Fish drying on Deer Island

William James Feltham, better known as Bill, was born on Deer Island in 1938 to Noah and Daisy Feltham. His paternal grandfather, Caleb Feltham, was one of thirteen men tragically lost on the schooner Little Jap in 1909, shortly after the birth of Bill’s father Noah. Bill’s grandmother remarried to Avlin Feltham, the man that Bill would know as his grandfather.

Bill fished on Deer Island with his father Noah, his grandfather Av, and his Uncle Ralph from eleven to eighteen years old.
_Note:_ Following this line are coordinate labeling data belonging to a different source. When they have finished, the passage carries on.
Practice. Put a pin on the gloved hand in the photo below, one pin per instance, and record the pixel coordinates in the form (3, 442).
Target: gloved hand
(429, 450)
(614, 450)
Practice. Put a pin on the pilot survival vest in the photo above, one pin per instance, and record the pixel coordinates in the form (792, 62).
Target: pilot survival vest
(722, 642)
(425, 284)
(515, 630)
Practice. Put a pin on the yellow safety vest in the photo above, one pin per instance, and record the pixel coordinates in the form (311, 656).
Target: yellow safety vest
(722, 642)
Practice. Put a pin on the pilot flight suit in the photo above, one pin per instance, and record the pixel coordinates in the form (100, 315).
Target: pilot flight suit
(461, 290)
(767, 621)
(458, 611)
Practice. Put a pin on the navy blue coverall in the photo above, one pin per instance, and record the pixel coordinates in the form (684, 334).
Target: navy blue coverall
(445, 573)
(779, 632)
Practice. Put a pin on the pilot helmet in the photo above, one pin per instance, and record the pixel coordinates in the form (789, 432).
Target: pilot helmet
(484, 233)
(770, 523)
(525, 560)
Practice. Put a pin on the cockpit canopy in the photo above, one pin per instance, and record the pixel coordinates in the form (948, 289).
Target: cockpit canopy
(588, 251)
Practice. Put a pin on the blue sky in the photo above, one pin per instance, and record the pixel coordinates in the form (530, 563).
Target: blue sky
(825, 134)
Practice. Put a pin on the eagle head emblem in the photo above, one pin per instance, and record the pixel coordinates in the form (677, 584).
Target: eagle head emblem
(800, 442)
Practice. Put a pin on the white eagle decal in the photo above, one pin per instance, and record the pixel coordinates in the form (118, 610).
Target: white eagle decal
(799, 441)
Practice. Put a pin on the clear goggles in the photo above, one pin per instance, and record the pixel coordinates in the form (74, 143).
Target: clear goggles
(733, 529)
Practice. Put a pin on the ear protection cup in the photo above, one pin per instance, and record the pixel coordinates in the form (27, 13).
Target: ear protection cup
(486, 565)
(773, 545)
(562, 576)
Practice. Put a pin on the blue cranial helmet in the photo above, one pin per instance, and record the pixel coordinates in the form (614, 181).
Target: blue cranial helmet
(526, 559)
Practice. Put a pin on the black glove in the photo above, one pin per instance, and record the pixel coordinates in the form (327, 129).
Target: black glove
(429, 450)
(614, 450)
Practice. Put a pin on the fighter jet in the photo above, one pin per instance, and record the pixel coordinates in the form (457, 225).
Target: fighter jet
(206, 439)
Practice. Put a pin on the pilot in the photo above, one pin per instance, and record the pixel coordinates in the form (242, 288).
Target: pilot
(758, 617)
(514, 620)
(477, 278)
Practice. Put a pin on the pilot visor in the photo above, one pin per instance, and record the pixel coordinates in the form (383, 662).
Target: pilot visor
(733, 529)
“We had a standard motor boat - probably about 26-28 feet long (sometimes called a trapskiff). If the traps were close to the island we used to row to them. There were 3 or 4 oars on each side. I always used to go out in the motor boat with my uncle Ralph, and we’d always have two punts in tow.” Uncle Ralph would be hauling the trawl, while Bill jigged for cod. Bill would always know which fish were his because he cut their tails to mark them when he brought them aboard.

As a boy, Bill recalls helping his father and uncle build boats. “I use to go down to where my uncle Ralph Feltham was building a boat and he used to get me to plane down some of the plank he had there and things like that... I was always interested in shaping the wood.”
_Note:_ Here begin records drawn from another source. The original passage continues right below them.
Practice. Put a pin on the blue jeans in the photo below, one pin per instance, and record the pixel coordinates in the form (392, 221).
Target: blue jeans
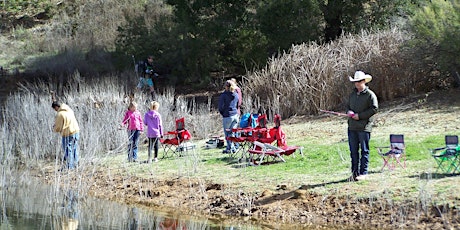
(133, 144)
(228, 124)
(359, 166)
(70, 147)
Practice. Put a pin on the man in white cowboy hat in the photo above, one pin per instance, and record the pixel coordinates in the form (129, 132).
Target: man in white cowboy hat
(362, 105)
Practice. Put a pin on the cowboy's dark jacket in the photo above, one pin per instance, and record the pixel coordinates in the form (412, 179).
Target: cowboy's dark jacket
(365, 104)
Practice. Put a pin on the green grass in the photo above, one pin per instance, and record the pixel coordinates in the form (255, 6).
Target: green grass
(323, 168)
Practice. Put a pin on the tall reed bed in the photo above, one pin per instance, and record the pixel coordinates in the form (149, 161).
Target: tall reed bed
(311, 76)
(28, 141)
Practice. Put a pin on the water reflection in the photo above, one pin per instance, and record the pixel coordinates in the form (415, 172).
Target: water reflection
(35, 206)
(70, 210)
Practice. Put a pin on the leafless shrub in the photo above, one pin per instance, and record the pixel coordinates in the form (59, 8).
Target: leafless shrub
(312, 77)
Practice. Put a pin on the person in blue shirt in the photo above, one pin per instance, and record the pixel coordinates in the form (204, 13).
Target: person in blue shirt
(228, 108)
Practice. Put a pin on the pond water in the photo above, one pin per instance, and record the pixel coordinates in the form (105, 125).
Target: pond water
(35, 206)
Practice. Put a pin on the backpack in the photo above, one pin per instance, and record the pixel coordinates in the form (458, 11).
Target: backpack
(139, 68)
(244, 122)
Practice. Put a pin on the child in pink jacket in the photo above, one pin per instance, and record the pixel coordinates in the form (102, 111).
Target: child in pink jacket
(133, 119)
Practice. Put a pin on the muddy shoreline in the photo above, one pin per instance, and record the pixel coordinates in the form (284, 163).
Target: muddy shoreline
(288, 206)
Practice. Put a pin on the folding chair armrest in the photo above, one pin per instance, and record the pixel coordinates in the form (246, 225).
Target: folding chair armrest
(171, 133)
(433, 151)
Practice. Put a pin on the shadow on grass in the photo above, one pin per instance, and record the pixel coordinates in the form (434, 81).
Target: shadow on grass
(429, 176)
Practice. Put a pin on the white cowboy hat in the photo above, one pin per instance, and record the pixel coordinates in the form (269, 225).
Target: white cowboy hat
(360, 75)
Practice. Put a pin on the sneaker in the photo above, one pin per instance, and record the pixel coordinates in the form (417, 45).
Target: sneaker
(361, 177)
(352, 178)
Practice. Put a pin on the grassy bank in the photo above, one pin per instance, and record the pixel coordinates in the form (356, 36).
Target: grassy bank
(308, 189)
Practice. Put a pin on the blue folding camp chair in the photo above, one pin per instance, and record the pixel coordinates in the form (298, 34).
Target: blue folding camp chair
(448, 157)
(397, 153)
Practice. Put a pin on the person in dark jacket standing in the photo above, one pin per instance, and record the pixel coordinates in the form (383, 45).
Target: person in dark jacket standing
(228, 108)
(361, 107)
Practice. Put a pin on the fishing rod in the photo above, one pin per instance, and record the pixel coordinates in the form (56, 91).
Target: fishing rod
(337, 113)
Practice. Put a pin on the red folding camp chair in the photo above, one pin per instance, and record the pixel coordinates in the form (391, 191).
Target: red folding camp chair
(262, 147)
(178, 140)
(397, 153)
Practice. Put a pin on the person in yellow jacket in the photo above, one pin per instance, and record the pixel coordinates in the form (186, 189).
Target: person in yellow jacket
(66, 124)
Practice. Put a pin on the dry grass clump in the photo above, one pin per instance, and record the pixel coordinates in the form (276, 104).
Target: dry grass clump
(312, 76)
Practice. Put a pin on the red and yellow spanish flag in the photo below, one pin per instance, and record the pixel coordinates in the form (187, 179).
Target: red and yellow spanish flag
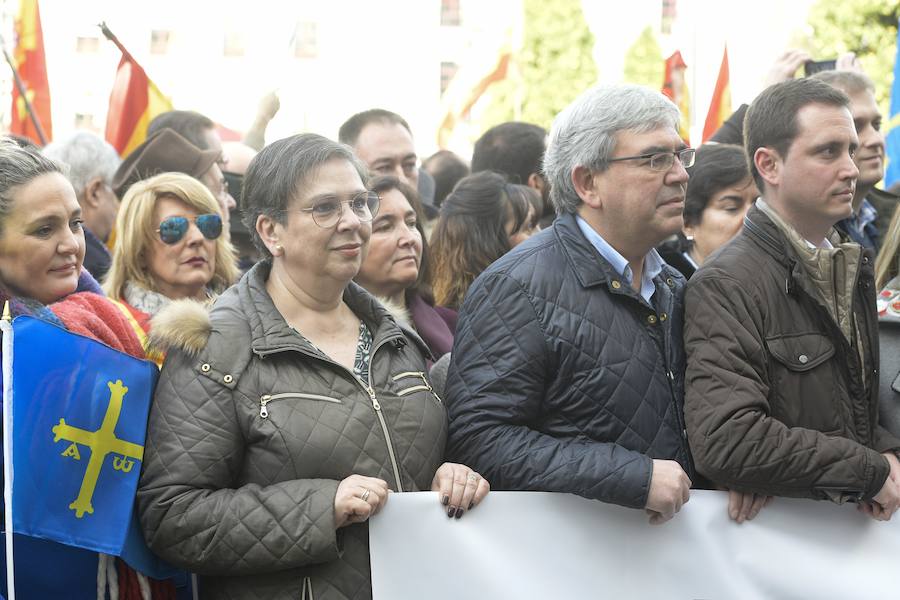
(470, 84)
(31, 65)
(133, 103)
(720, 105)
(675, 87)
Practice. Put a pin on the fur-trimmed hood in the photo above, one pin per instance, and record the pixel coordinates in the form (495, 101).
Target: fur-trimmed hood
(183, 324)
(186, 325)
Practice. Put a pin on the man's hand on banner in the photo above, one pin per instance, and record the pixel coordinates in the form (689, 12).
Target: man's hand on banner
(670, 488)
(887, 501)
(459, 488)
(358, 497)
(744, 506)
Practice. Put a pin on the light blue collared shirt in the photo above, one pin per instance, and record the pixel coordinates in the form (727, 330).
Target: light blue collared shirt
(653, 262)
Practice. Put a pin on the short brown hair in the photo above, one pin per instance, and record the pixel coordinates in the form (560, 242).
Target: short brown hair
(771, 120)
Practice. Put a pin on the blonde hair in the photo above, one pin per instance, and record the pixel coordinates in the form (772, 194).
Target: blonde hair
(887, 265)
(136, 231)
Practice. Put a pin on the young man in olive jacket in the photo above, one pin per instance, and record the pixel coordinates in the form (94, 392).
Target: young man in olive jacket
(780, 325)
(567, 368)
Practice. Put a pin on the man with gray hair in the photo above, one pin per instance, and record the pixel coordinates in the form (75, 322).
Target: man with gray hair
(567, 369)
(92, 163)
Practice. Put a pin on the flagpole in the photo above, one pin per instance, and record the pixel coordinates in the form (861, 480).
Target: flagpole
(111, 37)
(24, 96)
(7, 331)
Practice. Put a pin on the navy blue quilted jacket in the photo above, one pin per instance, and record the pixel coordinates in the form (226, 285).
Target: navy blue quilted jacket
(563, 378)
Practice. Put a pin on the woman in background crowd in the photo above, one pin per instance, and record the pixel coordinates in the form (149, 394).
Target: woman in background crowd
(396, 268)
(719, 194)
(169, 247)
(481, 220)
(887, 281)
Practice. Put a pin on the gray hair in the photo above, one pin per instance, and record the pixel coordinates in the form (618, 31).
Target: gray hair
(18, 166)
(584, 133)
(88, 156)
(276, 175)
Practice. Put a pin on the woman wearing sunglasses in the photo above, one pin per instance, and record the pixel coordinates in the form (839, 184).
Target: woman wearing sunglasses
(284, 417)
(169, 246)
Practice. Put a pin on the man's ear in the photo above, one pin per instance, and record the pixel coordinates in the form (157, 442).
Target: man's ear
(92, 197)
(768, 162)
(585, 182)
(267, 229)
When Bill finished high school in 1955, he moved from Deer Island to Glovertown where he became a teacher at Glovertown Academy and raised three children with his wife Edith (nee Butt). In Glovertown, Bill built several boats with his father-in-law Clyde Butt and about half a dozen others on his own.

“One of the first ones I built on my own was in my basement. A good friend of mine came to visit when I had her finished and sized her up. She was painted white and trimmed with red. I can see him now shaking his head," Bill laughs. "'Oh my... the Peppermint Knob.’ That’s what he called my boat!”